Album Review
The Ordinary Boys - The Ordinary Boys
2 StarsA record that ultimately struggles to be anything but bland.
After nearly 10 years since their last album, The Ordinary Boys are back - and they’re taking things back to basics. With the original ‘Over the Counter Culture’ trio plus Spectrals’ Louis Jones on guitar (he and Preston met stage-diving at a Cribs show and decided to work together, as you do) their fourth, self-titled album ditches the progression of their last two LPs and steps back to the happy-go-lucky punk influences of their inception.

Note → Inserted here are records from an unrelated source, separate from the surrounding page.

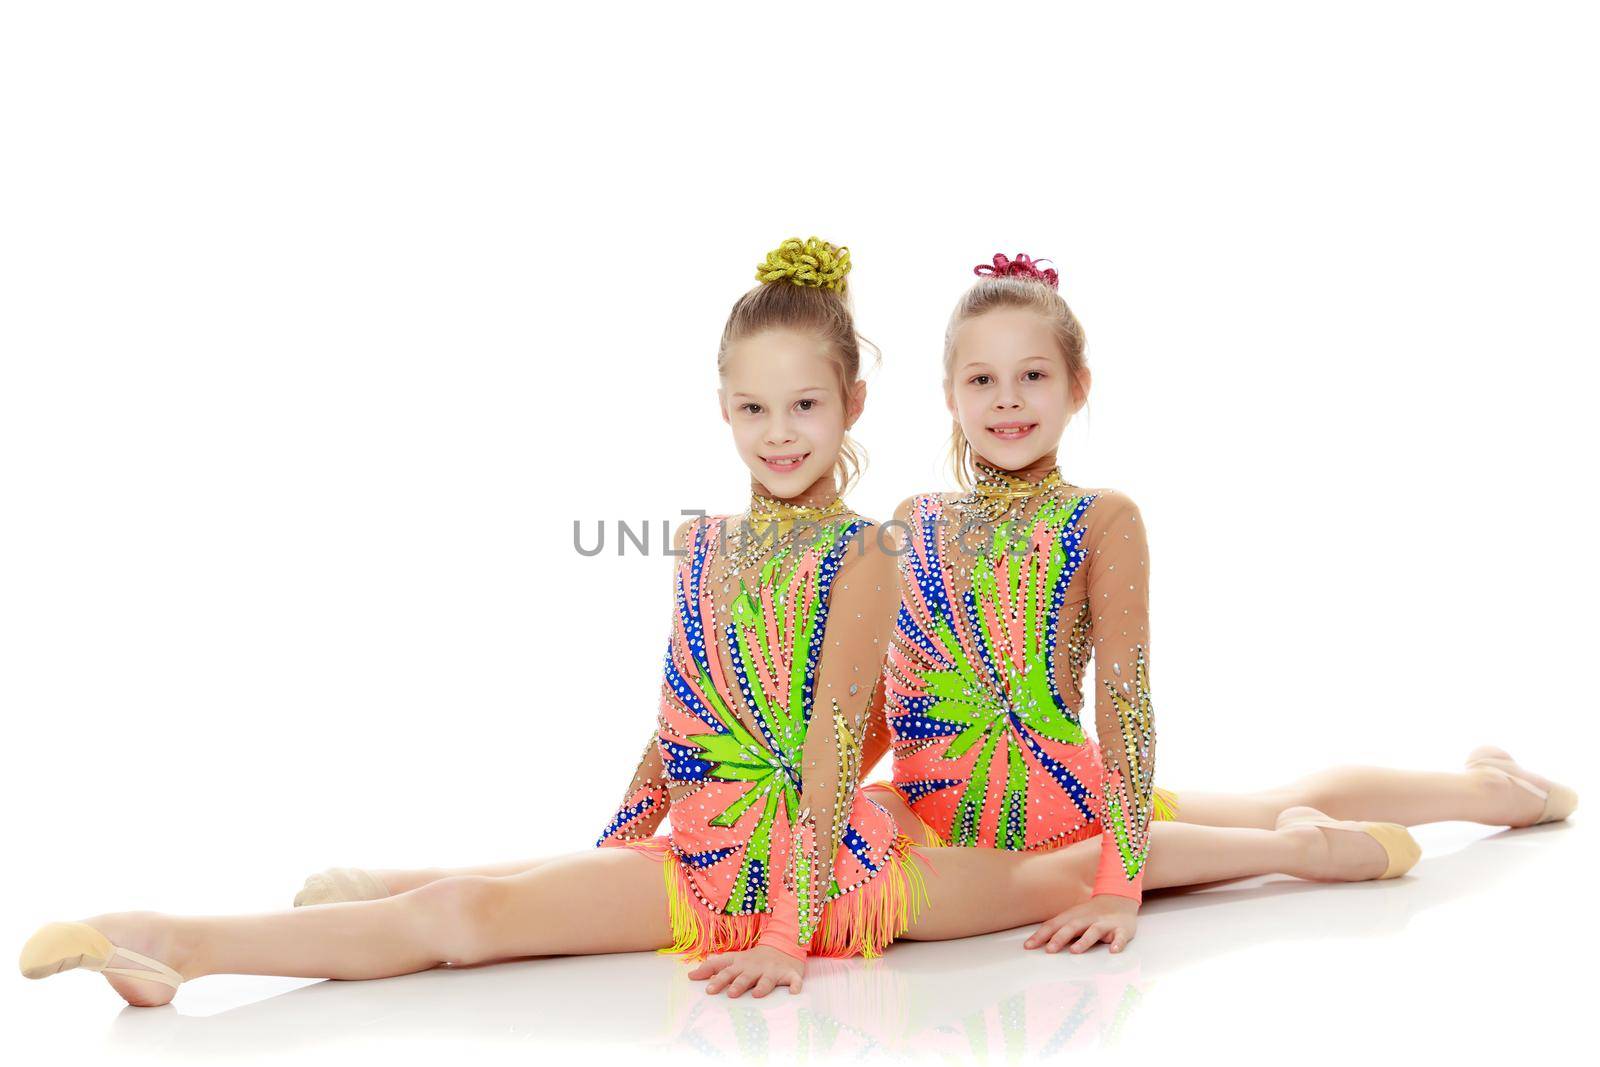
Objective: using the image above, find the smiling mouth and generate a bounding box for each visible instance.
[987,423,1037,440]
[762,452,810,471]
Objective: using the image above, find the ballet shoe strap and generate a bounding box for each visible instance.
[1279,810,1359,831]
[1467,760,1550,801]
[95,945,184,989]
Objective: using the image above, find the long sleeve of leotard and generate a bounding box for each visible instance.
[1085,490,1158,902]
[757,540,900,958]
[595,520,694,848]
[595,729,670,847]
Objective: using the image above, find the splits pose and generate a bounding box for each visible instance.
[20,239,1577,1005]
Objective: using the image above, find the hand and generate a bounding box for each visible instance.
[687,946,804,998]
[1024,894,1140,954]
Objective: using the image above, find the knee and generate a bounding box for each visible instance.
[1289,765,1364,807]
[1062,843,1098,905]
[406,875,507,966]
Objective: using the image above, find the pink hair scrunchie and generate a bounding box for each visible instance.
[973,252,1060,290]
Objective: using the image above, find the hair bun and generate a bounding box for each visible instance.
[756,236,851,291]
[974,252,1059,290]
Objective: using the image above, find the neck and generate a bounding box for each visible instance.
[750,471,841,509]
[973,449,1060,485]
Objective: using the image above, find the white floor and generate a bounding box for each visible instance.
[6,819,1590,1065]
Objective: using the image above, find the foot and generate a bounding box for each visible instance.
[1464,745,1571,827]
[31,912,193,1007]
[1277,805,1394,882]
[294,867,392,907]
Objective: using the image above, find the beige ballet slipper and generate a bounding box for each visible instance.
[293,866,390,907]
[1277,805,1422,880]
[1465,745,1579,826]
[19,921,182,989]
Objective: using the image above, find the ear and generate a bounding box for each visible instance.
[844,379,868,429]
[1069,364,1092,416]
[943,379,958,420]
[717,387,731,425]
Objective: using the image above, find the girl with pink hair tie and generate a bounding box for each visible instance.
[850,249,1578,956]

With Preston naming this album an homage to the kind of punk and hardcore music that inspired him and Jones to pick up guitars in the first place, it’s surprising how little heart exists amongst a collection of tracks that feel like they’re going through the motions.

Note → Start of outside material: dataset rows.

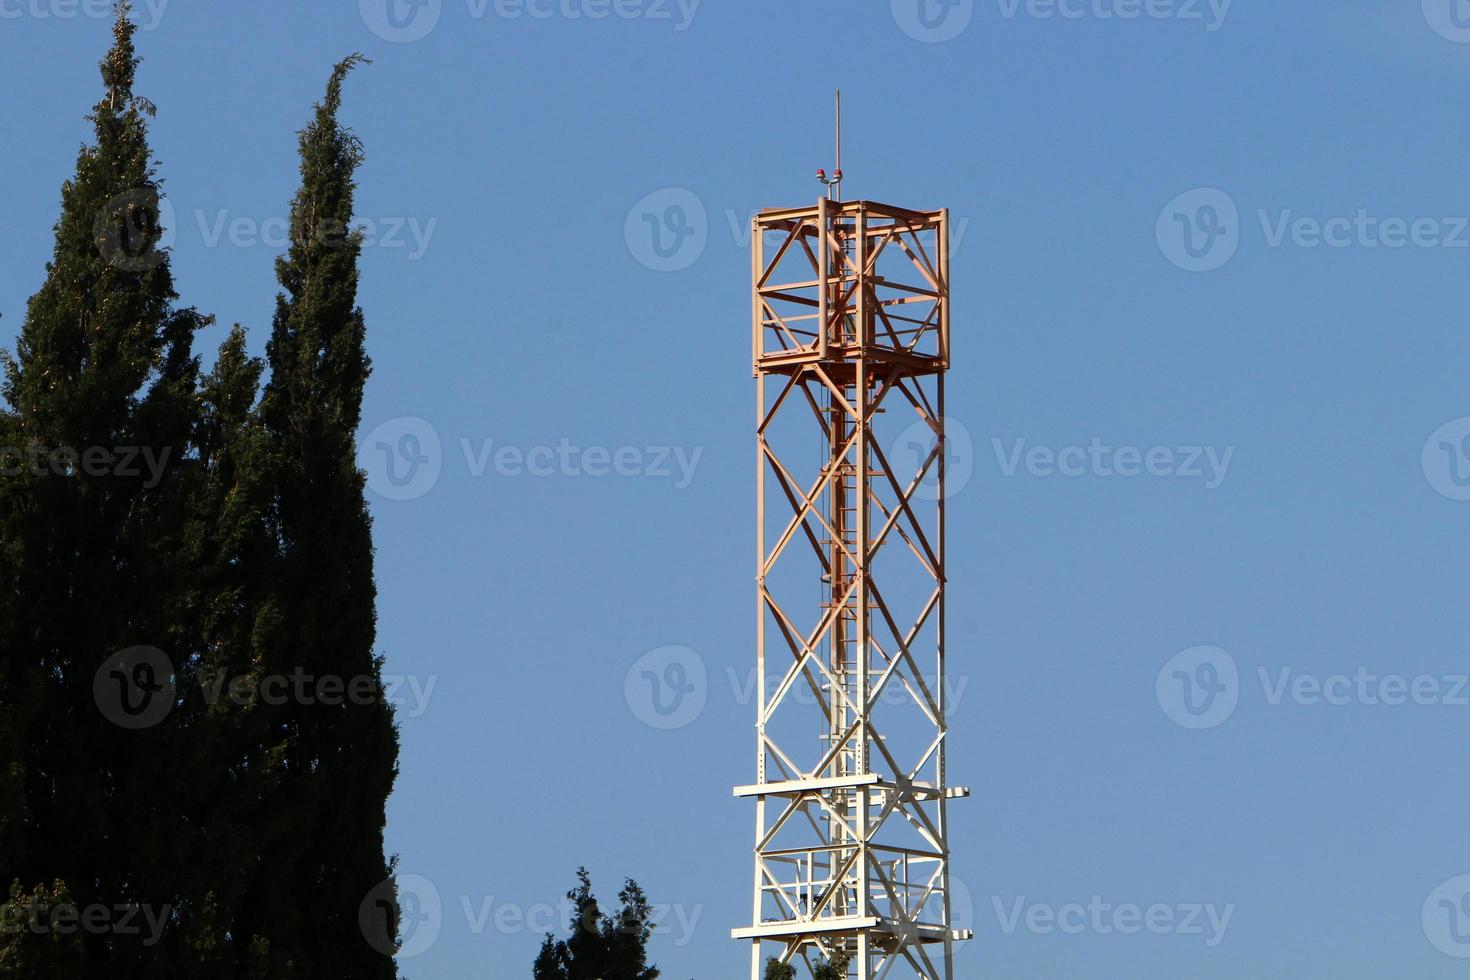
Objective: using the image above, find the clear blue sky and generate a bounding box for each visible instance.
[5,1,1470,976]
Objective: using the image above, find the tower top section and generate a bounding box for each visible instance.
[751,198,950,378]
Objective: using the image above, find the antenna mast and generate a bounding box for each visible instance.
[818,89,844,200]
[738,92,966,979]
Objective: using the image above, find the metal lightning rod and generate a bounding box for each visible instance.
[835,88,841,200]
[818,89,844,200]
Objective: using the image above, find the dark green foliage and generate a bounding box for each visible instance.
[764,957,797,980]
[0,7,397,978]
[532,869,660,980]
[762,951,850,980]
[0,4,210,975]
[812,952,851,980]
[244,50,399,980]
[0,882,85,975]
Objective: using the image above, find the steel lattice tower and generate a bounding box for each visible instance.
[733,183,968,978]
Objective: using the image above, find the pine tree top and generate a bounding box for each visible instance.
[101,2,137,107]
[4,0,200,435]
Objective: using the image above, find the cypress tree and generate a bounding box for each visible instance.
[0,10,400,977]
[249,53,400,979]
[174,324,283,976]
[0,3,210,975]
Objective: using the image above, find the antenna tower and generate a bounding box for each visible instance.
[734,92,968,979]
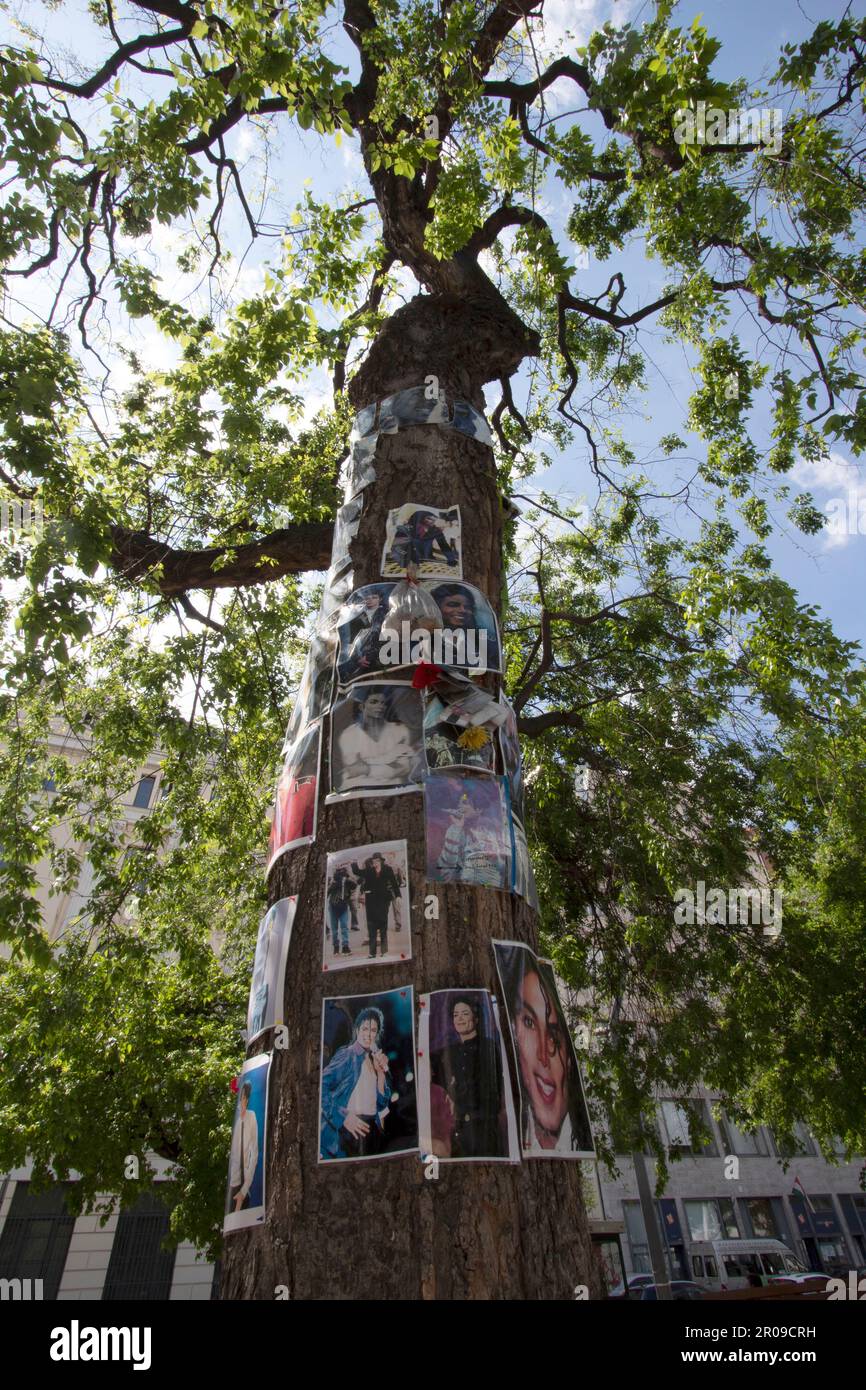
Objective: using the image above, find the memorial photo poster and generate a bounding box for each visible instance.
[283,632,336,748]
[422,581,502,674]
[498,694,525,825]
[267,721,321,873]
[224,1052,270,1234]
[320,562,356,625]
[430,669,508,729]
[424,772,511,891]
[336,583,393,685]
[377,383,450,435]
[423,694,496,773]
[336,581,502,681]
[341,428,379,501]
[323,839,411,971]
[510,816,539,912]
[331,495,364,576]
[318,986,418,1164]
[328,683,425,801]
[381,504,462,579]
[247,896,297,1043]
[417,990,519,1164]
[492,941,595,1160]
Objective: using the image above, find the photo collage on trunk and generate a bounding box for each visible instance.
[226,388,593,1224]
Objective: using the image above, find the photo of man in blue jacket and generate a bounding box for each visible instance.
[320,1006,392,1160]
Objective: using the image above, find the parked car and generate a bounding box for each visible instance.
[641,1281,706,1301]
[607,1274,655,1300]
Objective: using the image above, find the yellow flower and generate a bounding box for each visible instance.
[457,726,490,750]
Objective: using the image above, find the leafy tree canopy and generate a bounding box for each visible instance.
[1,0,865,1246]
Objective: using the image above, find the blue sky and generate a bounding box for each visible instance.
[2,0,862,656]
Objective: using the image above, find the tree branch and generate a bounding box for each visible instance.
[39,26,191,99]
[109,521,334,595]
[176,592,226,631]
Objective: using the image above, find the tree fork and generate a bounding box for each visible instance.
[220,294,601,1301]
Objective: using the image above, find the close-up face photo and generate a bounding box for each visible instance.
[514,971,568,1139]
[439,593,473,628]
[452,1003,476,1037]
[357,1017,379,1050]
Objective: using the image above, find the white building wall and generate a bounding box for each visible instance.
[169,1243,215,1301]
[56,1204,118,1302]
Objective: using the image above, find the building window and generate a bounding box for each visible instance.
[622,1202,652,1274]
[721,1114,769,1156]
[102,1191,175,1301]
[840,1196,866,1263]
[0,1181,76,1300]
[746,1198,778,1239]
[771,1121,817,1158]
[843,1194,866,1231]
[684,1198,740,1241]
[659,1100,717,1156]
[132,775,156,809]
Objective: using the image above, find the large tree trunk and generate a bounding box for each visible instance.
[220,294,601,1300]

Opener ‘About Tonight’, combined with ‘Awkward’, both feel fleetingly classic and deliberate, the simple guitar licks and catchy vocals for a brief instant capturing what The Ordinary Boys hoped to bring with them in their return to the limelight. It’s not long before the energy quickly ebbs away, falling flat for the remainder. This fourth outing feels overly confident in recapturing the sound The Ordinary Boys built themselves on. Guitar parts quickly become dull and repetitive while the vocals fall into simple, unimaginative rhyming structures both predictable and impersonal.
Let’s be honest, nobody is expecting any great depth or intricacy from Preston and co., rather the kind of good-time bangers that have afforded them success in the past. There are smatterings of this throughout, though no single track ever quite gets there; ‘I’m Leaving You’ races along, while ‘Losing My Cool’’s big chorus and pitchy riffs close in on the pop-punk sound The Ordinary Boys are after. However, every time this album finds its groove, a song like ‘Panic Attack’ comes along and scatters the clues. It’s by the numbers sing-song blandness cutting through any sense of fun in a heartbeat, bringing things crashing back down to earth.

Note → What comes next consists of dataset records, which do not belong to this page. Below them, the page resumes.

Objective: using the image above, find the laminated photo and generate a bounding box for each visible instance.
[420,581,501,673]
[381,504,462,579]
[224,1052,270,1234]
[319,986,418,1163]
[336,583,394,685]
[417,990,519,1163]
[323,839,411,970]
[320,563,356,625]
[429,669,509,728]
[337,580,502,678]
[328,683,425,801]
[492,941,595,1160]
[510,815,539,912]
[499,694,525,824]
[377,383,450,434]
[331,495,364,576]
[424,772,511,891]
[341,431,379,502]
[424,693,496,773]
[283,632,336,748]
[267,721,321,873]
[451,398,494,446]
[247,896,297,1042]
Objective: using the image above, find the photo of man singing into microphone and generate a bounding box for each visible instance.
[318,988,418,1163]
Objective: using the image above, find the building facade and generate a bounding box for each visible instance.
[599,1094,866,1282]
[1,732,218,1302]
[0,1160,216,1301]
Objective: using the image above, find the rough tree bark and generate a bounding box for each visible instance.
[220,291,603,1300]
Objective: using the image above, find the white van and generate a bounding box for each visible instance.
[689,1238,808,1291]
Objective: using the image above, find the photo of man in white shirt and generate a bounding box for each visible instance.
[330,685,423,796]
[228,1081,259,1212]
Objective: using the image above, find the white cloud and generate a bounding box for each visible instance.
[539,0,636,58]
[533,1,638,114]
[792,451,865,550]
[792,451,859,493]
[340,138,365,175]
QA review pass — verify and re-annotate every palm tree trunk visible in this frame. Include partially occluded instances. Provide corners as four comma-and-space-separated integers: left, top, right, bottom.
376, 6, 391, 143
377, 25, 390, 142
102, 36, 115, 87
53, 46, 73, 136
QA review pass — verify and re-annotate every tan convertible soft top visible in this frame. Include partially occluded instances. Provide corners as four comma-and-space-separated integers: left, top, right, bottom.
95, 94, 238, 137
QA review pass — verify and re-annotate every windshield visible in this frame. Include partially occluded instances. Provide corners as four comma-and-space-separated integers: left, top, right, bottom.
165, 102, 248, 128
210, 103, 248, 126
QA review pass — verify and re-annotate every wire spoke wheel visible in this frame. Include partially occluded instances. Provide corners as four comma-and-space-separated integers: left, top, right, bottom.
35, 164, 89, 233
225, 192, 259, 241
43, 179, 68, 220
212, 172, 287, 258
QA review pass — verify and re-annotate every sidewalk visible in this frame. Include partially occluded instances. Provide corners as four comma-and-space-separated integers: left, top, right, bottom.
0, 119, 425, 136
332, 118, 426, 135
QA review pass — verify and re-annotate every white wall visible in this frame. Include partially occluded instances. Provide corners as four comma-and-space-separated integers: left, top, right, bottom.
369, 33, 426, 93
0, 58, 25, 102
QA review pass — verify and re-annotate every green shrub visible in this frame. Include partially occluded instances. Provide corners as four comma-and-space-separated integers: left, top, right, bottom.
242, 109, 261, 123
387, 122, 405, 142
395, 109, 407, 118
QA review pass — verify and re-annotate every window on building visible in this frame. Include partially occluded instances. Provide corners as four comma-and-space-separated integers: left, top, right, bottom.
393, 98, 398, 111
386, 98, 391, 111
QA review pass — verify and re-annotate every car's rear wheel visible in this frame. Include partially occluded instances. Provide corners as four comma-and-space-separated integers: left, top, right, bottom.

This is an album that feels like it’s been written with a sense of ‘Yeah we know how to do this, shouldn’t be a problem’. The times when The Ordinary Boys actually do know what they’re doing and start to head in the right direction are broken up by tracks that feel like they’ve been chucked together lethargically and arrogantly, following old patterns without any real coherent line of thought. It’s clear what this self-titled LP is supposed to be, but it’s a record that ultimately struggles to be anything but bland, it’s all just a bit too ordinary, boys.